Four challenges cargo-semver-checks has yet to tackle

January 23, 2024 semver rust

My last post covered the key cargo-semver-checks achievements from 2023. Here are the biggest challenges that lie ahead!

Many of the remaining challenges in cargo-semver-checks are obvious: we all want more lints, fewer false-positives, etc. etc. Let's set those aside.

Instead, let's talk about four non-obvious challenges we have yet to tackle:

Discuss this post on r/rust or lobste.rs. Subscribe to future posts.

Obvious in retrospect — Project edge cases

In theory, cargo-semver-checks is simple: for each crate being scanned, grab an appropriate prior version, diff it against the current source code to find breaking changes.

In practice, that sentence glosses over an unbelievable number of edge cases. It would only become accurate if we put^* footnotes^* next^* to^* each^* word^*. Not real footnotes, just a narrative aid. "Diff the source code to find breaking changes" sounds like it would be the hardest part — but in practice, that's the only straightforward bit!

Here are some of the edge cases we may run into before starting any semver checking:

GitHub screenshot from the opening comment at this link: https://github.com/obi1kenobi/cargo-semver-checks/pull/600 It reads: As cargo-semver-checks is getting adopted by more and more projects, we're seeing more and more cases where our current APIs and config flags give users insufficient control over various edge cases that happen in the real world. To address such edge cases, we'll need to expose a richer API in our lib target, which can then be used both as a dependency of other tools (e.g. release-plz) and directly via the CLI. I'm adding a draft for such a new API, and I'm looking for feedback! Here are the issues we've seen so far, lightly grouped: "We failed to generate or read the rustdoc JSON." (Hitting a recursion limit while running cargo semver-check on diesel; Crate fails to compile; Failure to generate rustdoc when RUSTFLAGS env var sets -Dwarnings); "There's no baseline version to check against." (Should skip if no baseline versions available; Make running on bin-only targets an error, and skip bin-only targets in --workspace; Improve error message when testing on not-yet-published crate; Option to skip crates whose Cargo.toml version is already published on the registry; Error message on previously nonexistent crate is a bit unhelpful); "The baseline version exists but cannot be used." (The tool fails when generating rustdoc of a yanked release from registry); "Unusual edge cases, where the library API can force handling them to happen at the layer above, since it is better suited to the task." (cargo semver-checks might exit 0 if it finds only publish = false crates in a workspace; can fail when projects of same name are in a subdirectory)
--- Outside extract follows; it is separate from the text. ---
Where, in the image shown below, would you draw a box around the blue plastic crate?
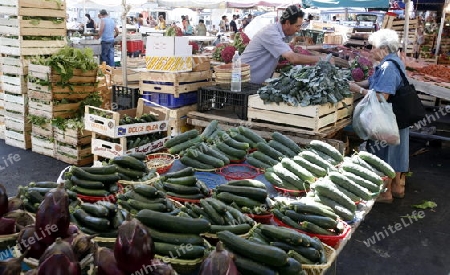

When I started cargo-semver-checks, the priority was getting the tool working at all. I didn't have time to consider, nor could I have imagined, the vast space of possible edge cases.

In retrospect, many of them seem obvious. In 2024, we should tackle them.

Blocked upstream — Cross-crate analysis

cargo-semver-checks currently analyzes crates independently, without looking at their dependencies. It never sees any data for items defined in dependencies, even if those items are part of the checked crate's public API. It's as if the foreign items simply don't exist.

Most of the time, this is fine! Many people still use cargo-semver-checks despite this limitation.

But cross-crate analysis is the top cause of false-positives in cargo-semver-checks today. In our ecosystem-wide semver study, it came in second only to the false-positives caused by #[doc(hidden)] handling — which are no longer an issue as of our v0.25 release.

In fact, it causes both false positives Say you move a type to another crate, then re-export it in its original location. This falsely looks like a deletion: the re-export references some unresolved (missing) item and we cannot determine if it's the same type or not. and false negatives. One example is if your crate has a re-export of another crate's item, and the re-export gets deleted or stops being pub. Since the re-export seemed to point to an unresolved (missing) item, cargo-semver-checks would have discarded it as non-analyzable before realizing that it was deleted. So why haven't we fixed it yet?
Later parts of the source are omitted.